To fix this, tag two blocks in every request: the last user message of the current turn (Bp1, as before) and the last user message of the previous turn (Bp2 - a new breakpoint). The cache checker walks each breakpoint independently, so even if Bp1’s walk-back runs out of steps, Bp2 will land directly on an already-cached block (cached due to the Bp1 of the previous turn).

Anthropic prompt caching - Breakpoint 2 Solving the 20-turn walkback limitation

Breakpoint 3 - User forking

Sometimes the agent heads down a dead end, or the analyst realizes the prompt was wrong. You want to fork: drop the last round entirely and re-send from before it started.

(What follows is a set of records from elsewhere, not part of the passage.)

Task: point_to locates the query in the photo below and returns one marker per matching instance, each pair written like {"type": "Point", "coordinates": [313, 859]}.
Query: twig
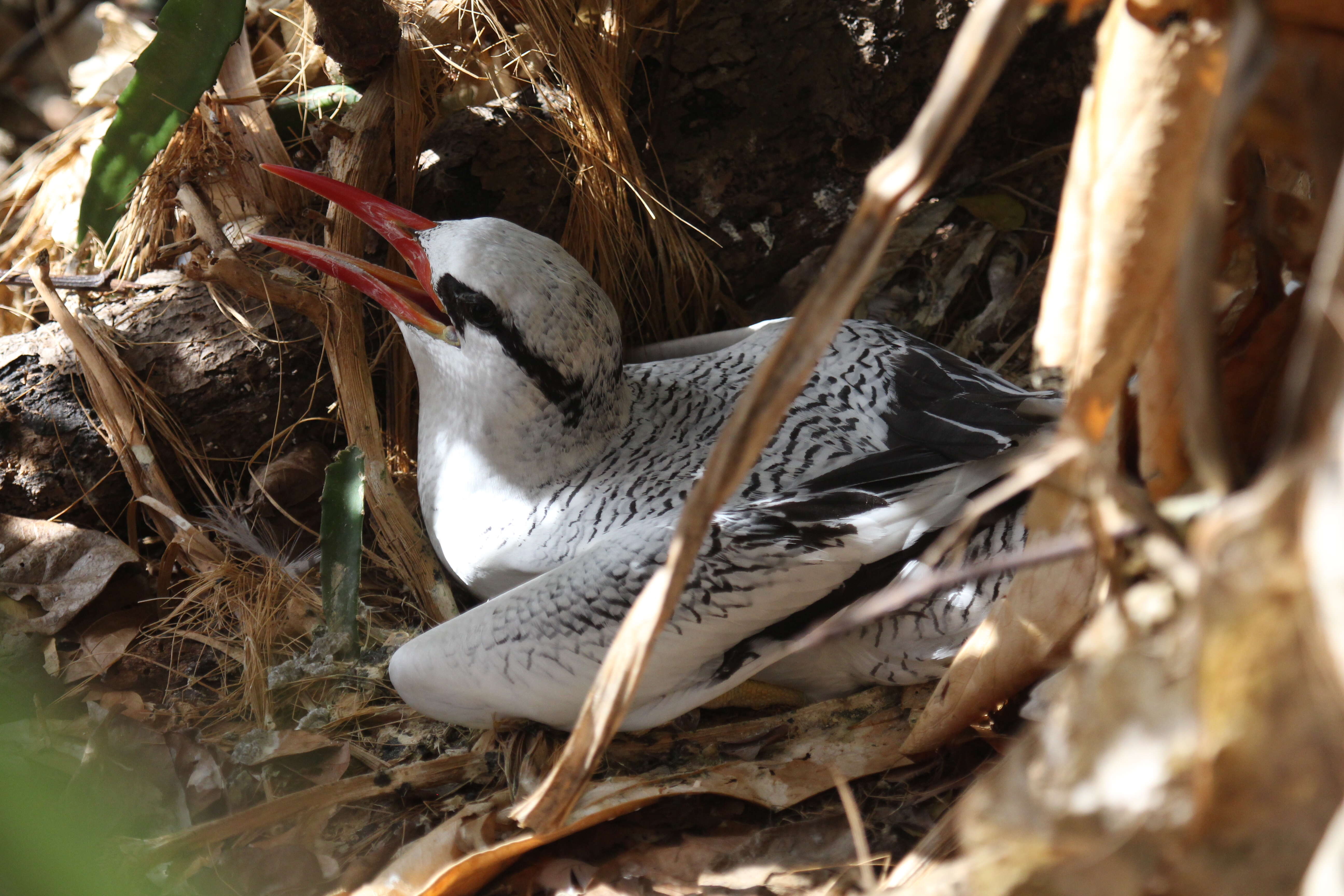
{"type": "Point", "coordinates": [1207, 445]}
{"type": "Point", "coordinates": [424, 774]}
{"type": "Point", "coordinates": [229, 268]}
{"type": "Point", "coordinates": [862, 855]}
{"type": "Point", "coordinates": [1314, 369]}
{"type": "Point", "coordinates": [893, 188]}
{"type": "Point", "coordinates": [68, 281]}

Removing blocks is easy. The problem is that Bp1 and Bp2 lived inside that discarded round, so they vanish with it. Now there are no breakpoints left to match and you pay full price for everything you’ve kept.

!!!TODO!!! Breakpoint 3 solves this. Place it on the last assistant response of the previous ROUND - the block that closed the prior round, just before the current one started with a new user prompt. Inside the current round, Bp1 and Bp2 keeps moving with every synthetic turn, but Bp3 stays put. When the analyst forks the current round, Bp1 and BP2 will be discarded, Bp3 survives because it sits outside the discarded blocks. Only the new user message is fresh; everything up to Bp3 stays cached.

Anthropic prompt caching - Breakpoint 3 Pre-round caching to support cached forking/branching

Breakpoint 4

It’s common to run multiple instances of the same agent concurrently in a SOC environment for different investigations. Their user messages and the responses to them differ, so Bp1/2/3 cannot help across instances. But their Tools and System Prompt are typically identical.

A static Bp4 on the System Prompt block lets one instance write the Tools + System Prompt prefix once, and every other instance reads it at 0.1×. The conversation-specific part stays full-price per instance, but the shared prefix becomes effectively free (90% discount).

Since Tools and System Prompt always sit at the start of the request in Athropic’s message, a single breakpoint on the System Prompt block covers both.

Anthropic prompt caching - Breakpoint 4 System Prompt breakpoint

Breakpoints

Position Purpose Update freq
Bp1 Latest user-role block Longest prefix - biggest cost save during normal work Every turn
Bp2 2nd-latest user-role block Direct-hit anchor to resolve the 20-block walk-back limit Every turn
Bp3 Last (assistant) block of the previous round Fork anchor - enables cheap restart Every round
Bp4 System prompt Covers tools + System instructions. Stable across agent instances Never

Bp 1 and Bp 2 form a sliding pair that advances one turn at a time. Bp 3 is being updated every time a new agentic round starts and Bp 4 is never being updated.


Practical recommendations

These pair well with the breakpoint layout above — just adapt them to your environment:

  1. Implement the 4-breakpoint sliding layout. The engineering cost is a one-time investment. The savings compound on every investigation.
  2. Use 1-hour TTL on Bp 4 (Tools + System Prompt). These values rarely change, not per-request. Worth the extended-cache premium (2x).
  3. Send keepalive requests during analyst review. While the analyst reads the writeup, re-send the full message every ~4 minutes with a capped response token limit. This keeps the cache warm and avoids cold-start penalties when the next round begins.
  4. Alert on cache miss ratios. If cache_read_input_tokens drops below a certain threshold of total input during mid-round iterations, a breakpoint has drifted or a tool is returning unexpectedly large results.
  5. Compact Carefully. Compaction is sometimes necessary, but it can lose information and invalidates cached data. Tools and the System Prompt aren’t compacted, so Bp4 will provide value either way.
  6. Cached System Prompt allows cheap initial input. If you cache the System Prompt you can store more data there for the same price overall because reading the cache is cheaper. Because of this, hardcoding otherwise-static context - like your SIEM’s table schema - is often cheaper than fetching it through a tool call.

Get these four breakpoints right and a 25-turn investigation costs roughly what a 3-turn conversation would. Get them wrong and multi-turn agents are economically dead on arrival.